British universities rely too heavily on students from Southeast Asia. They must spread their net wider to avoid risk, says Marcel van Miert

THE SLUMP in student recruitment from Southeast Asia has left British universities with a bad case of nerves. The government has rushed to their aid with offers of money for scholarships and there is a mood of solicitude at the feared loss of income for universities and colleges because of the region's currency crisis. This sympathy has obscured the fact that the problem is mostly self-inflicted, a product of poor strategic management.

The 24,000 students who come each year from Malaysia, Thailand, Korea and Indonesia represent a quarter of all overseas students studying in UK higher education. Few modern businesses would rely so heavily on income from one limited market.

The sector cannot be blamed for being heavily involved with the Southeast Asian market but it should not have relied on the region as a "cash cow". Now the cow is sick it is clear there are few markets ready to replace it.

Most businesses will always spread risk to offset the impact of any collapse. The universities must learn from this experience rather than bemoan their misfortune, and move forward with a sense of urgency towards a more strategic, entrepreneurial and outward-looking approach to international student recruitment.

This does not mean that we should abandon Southeast Asia - but using taxpayers' money to help fund scholarships, or dipping into reserves to offer "golden hellos" and other concessions to try to rescue the market is the proverbial finger in the dyke.

It is not just a matter of a temporary decline from one country or region. UK Higher Education plc is struggling in the battle for hearts and minds of students around the world. The United States and Australia are increasingly active on our European home ground while maintaining their other markets. UK higher education has been slow to open up new markets.

It has failed to exploit the supremacy of English as the language of education, or to take advantage of a very high-quality system provided at a relatively low cost by pursuing only the "easy" markets.

There is a straightforward explanation for what at first glance might appear to be a mystery. UK higher education simply tries to sell itself abroad as a single product - often competing against itself - rather than applying the basic marketing principles of trying to understand and respond to the needs of students from different parts of the world, in terms of content, service and pricing.

Instead, they sell a monolithic package of tradition and high standards. They must become more aware of the differences between themselves and the "unique selling points" of their international competitors, rather than just between themselves and the university next door.

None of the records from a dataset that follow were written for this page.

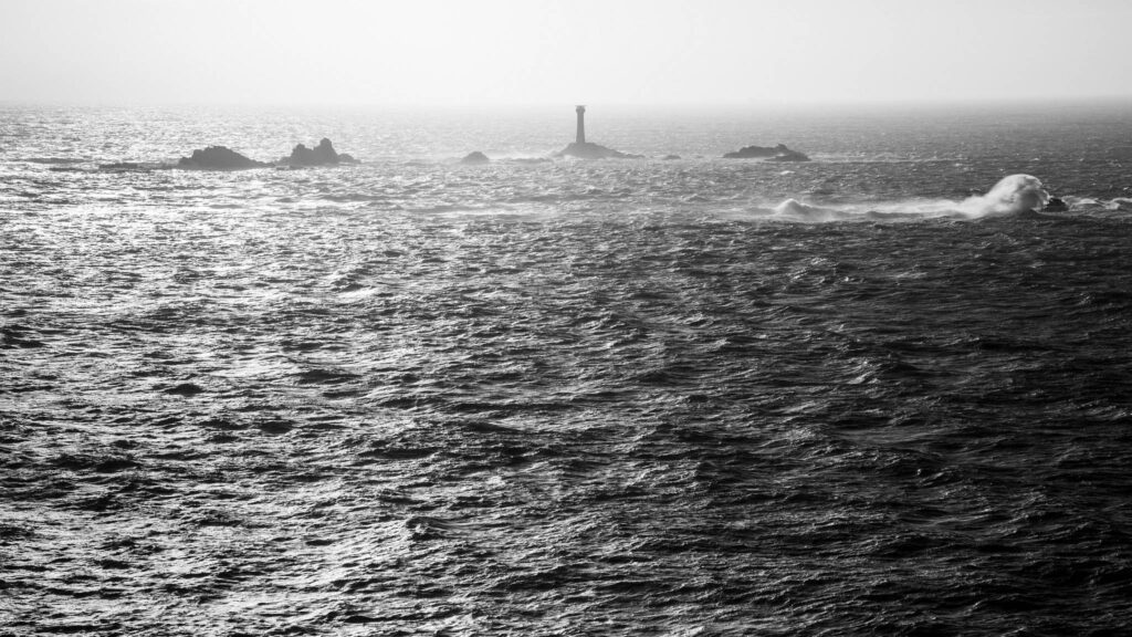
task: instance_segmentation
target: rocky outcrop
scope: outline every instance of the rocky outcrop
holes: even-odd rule
[[[723,155],[726,159],[765,159],[770,161],[809,161],[805,153],[786,147],[786,144],[769,146],[744,146],[734,153]]]
[[[641,159],[643,155],[631,155],[607,148],[593,142],[572,142],[568,146],[555,153],[555,156],[577,159]]]
[[[477,164],[477,163],[489,163],[490,161],[491,160],[488,159],[488,156],[484,155],[483,153],[481,153],[479,151],[473,151],[471,153],[468,153],[468,156],[465,156],[464,159],[460,160],[460,163]]]
[[[181,161],[177,162],[177,168],[187,170],[247,170],[267,165],[224,146],[208,146],[204,150],[192,151],[192,156],[181,158]]]
[[[291,156],[283,158],[280,160],[280,163],[292,168],[305,168],[310,165],[337,165],[340,163],[359,162],[345,153],[338,154],[335,152],[334,144],[326,137],[323,137],[314,148],[308,148],[306,145],[299,144],[291,151]]]
[[[1069,204],[1061,197],[1049,197],[1041,212],[1069,212]]]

Education marketing in this country has perhaps seen itself as removed from other forms of service marketing, and this situation has been encouraged by successive governments attempting to create a uniform service at the same cost for home students.

Overseas students will have a number of offers and will make a choice based on the differences between institutions; price, product and place being the major considerations, together with a high level of service during the application process.

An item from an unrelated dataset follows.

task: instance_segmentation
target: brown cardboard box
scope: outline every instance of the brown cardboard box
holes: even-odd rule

With its basic strengths in education provision, the UK is in a good position to create a string of healthy markets overseas and establish a wider safety net of new student sources. But there needs to be a concerted effort by institutions to compete effectively against their foreign competitors. UK universities tend not to be devoted single-mindedly to overseas recruitment. They make links with countries through research, exchanges and so on, and representation is often through particular departments and not the university as a whole.

The opportunities are there. Look at the United States. Studying at the UK's best might cost about Pounds 7,000, while at Harvard it is $25,000. The New York Times last month reported on the boom in US students who have found that studying abroad is a cheap option rather than a luxury. Savings of about $10,000 a semester have been reported, and the number of students going abroad has risen 84 per cent in the last decade. The latest figures show that 20,000 US students came to the UK for "study abroad" semesters.

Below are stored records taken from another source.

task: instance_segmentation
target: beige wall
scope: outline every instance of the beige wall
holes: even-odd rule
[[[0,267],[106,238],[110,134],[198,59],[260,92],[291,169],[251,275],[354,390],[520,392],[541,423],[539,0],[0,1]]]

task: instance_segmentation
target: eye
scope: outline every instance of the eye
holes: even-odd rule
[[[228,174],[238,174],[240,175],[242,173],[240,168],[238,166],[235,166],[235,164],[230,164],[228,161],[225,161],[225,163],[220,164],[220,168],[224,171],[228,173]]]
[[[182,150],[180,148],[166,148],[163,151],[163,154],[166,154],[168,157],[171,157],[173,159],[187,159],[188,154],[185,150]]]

Student mobility is set to continue, with Americans in particular looking further afield to Latin America, Africa and Asia. The number of Americans taking semesters in the UK has increased. But no concerted effort has been made to recruit these students or future generations to come and study in the UK for full-time programmes. There is also great potential for recruiting in Russia and the former Soviet states, Eastern Europe and in the growing economies of South America.

A more radical solution, but one that would automatically drive institutions to make more of their undoubted strengths, would be to privatise higher education.

Breaking up this monolithic structure would free individual universities to go out to the world with the kind of dynamic, service-minded products that would make regional crashes a matter only for strategic planners in marketing and admissions - and not for government ministers.

Marcel van Miert is director of recruitment at Regent's College London and chairman of the Council for Independent Colleges and Research Institutions.